Sahar also threw doubt on the suggestion of suicide, describing Mahjabin as a happy and positive person. Ever since the pair met six years ago in Turkey on a training course for the security forces, Mahjabin regretted the suffering her sister’s suicide caused her parents. Sahar said it was “unthinkable” that Mahjabin would do the same.
Relatives of both Mahjabin and Majeed said the couple had difficulties, centered around his opposition to her work.
“I talked to her on Thursday, a day before [she died]. She told me that her visa for the U.S. was in progress, but her fiancé refused to go with her,” said Mahjabin’s mother, 50-year-old Aqela, who only goes by her first name. A year earlier, Majeed forced Mahjabin to give up her job in the special forces, said family members and friends.

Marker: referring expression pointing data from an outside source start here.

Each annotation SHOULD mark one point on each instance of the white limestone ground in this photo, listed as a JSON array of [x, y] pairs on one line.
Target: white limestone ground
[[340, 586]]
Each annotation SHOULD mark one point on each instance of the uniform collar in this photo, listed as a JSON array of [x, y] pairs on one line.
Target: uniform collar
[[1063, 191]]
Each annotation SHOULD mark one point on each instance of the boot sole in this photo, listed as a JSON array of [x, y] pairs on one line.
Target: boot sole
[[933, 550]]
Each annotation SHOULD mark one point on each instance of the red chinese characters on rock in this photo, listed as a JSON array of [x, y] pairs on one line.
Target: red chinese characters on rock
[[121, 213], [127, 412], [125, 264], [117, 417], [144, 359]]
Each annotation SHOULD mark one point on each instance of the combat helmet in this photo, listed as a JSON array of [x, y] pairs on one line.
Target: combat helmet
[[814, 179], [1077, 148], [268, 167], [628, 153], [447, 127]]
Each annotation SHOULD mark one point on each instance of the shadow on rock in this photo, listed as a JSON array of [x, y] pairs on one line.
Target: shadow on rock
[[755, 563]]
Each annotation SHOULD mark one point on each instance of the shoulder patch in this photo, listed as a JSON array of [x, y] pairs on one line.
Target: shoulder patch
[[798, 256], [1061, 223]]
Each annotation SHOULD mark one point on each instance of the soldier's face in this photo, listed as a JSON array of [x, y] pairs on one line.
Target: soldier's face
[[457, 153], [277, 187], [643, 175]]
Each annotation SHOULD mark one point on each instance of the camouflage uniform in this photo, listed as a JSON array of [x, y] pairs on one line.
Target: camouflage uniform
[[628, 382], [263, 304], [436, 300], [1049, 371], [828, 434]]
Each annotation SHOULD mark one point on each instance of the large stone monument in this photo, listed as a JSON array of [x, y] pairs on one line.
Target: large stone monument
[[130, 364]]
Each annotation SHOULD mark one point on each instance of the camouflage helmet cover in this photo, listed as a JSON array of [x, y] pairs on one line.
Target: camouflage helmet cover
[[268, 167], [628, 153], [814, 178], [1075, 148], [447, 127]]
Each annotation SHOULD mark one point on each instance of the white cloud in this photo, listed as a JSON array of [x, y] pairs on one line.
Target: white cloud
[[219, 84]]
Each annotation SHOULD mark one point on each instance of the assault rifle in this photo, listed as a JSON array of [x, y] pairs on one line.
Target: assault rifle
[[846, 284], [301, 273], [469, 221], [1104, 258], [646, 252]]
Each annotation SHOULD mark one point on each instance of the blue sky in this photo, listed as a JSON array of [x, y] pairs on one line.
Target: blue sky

Majeed could not be reached despite several attempts by Rukhshana Media to contact him.
A week before her death, Mahjabin told Sahar she was longing to return to work. “She asked me to find her a vacant post,” Sahar said. “She said she will convince her fiancé.”
A relative of Majeed, who spoke on condition of anonymity, said there was a lot of tension in the relationship surrounding her desire to keep working. “He told her, ‘if you want to live with me, leave the special forces’”, the relative quoted Majeed as saying.
“But the reality is this,” he continued. “Mahjabin committed suicide.” He was present when her body was found in the bathroom.
For Mahjabin’s parents, their daughter’s death and subsequent mystery surrounding it mean they now fear for their lives. “We already felt threatened by the Taliban because of Mahjabin’s work with the Afghan special forces,” Sarwar said. “But the lie that has been reported in the media that the Taliban beheaded her puts us further in danger.”